A 2019 Forrester Research report concluded that most cybersecurity decision-makers believe offensive AI will increase the scale and speed of attacks to a degree “that no human could conceive of.” The report concluded: “These attacks will be stealthy and unpredictable in a way that enables them to evade traditional security approaches that rely on rules and signatures and only reference historical attacks.”

Five years later, what they predicted has become reality!

Future AI military advances have a myriad of implications we can’t even now consider. But think about what would happen if the U.S. trusts in all these AI advances but then calls to battle and nothing happens. It could well be that a nation with unexpected superior technological abilities will have shut down its military!

Attempts to foresee the military upheavals ahead can only scratch the surface of a rapidly transforming battlefield.
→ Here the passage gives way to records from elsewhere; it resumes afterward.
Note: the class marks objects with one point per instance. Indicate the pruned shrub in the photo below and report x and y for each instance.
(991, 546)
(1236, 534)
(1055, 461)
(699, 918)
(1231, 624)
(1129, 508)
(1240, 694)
Yet Bible prophecy reveals the most vital and staggering details. As Mr. Flurry wrote: “Bible prophecy reveals that one nation will overcome the fear of ‘mutually assured destruction.’”

Ezekiel 7:14 prophesies: “They have blown the trumpet, even to make all ready; but none goeth to the battle: for my wrath is upon all the multitude thereof.”

“In other words,” Mr. Flurry wrote, “the missiles, airplanes and drones will not fly! Since the 1990s, I have believed this could refer to the effects of a cyberattack. With recent advances in AI, such a crippling attack becomes much more likely.”

The biggest military surprise attack of all is yet ahead, and it will affect everyone on Earth. Why? Because God’s “wrath” is upon us.

God is full of wrath because we have turned our back on Him and refuse to heed His warnings. God is indeed getting ready to intervene in the affairs of men. Unless our world repents, humanity will suffer the terrible consequences of disobedience, as Mr. Flurry explains in his free book Ezekiel—The End-Time Prophet.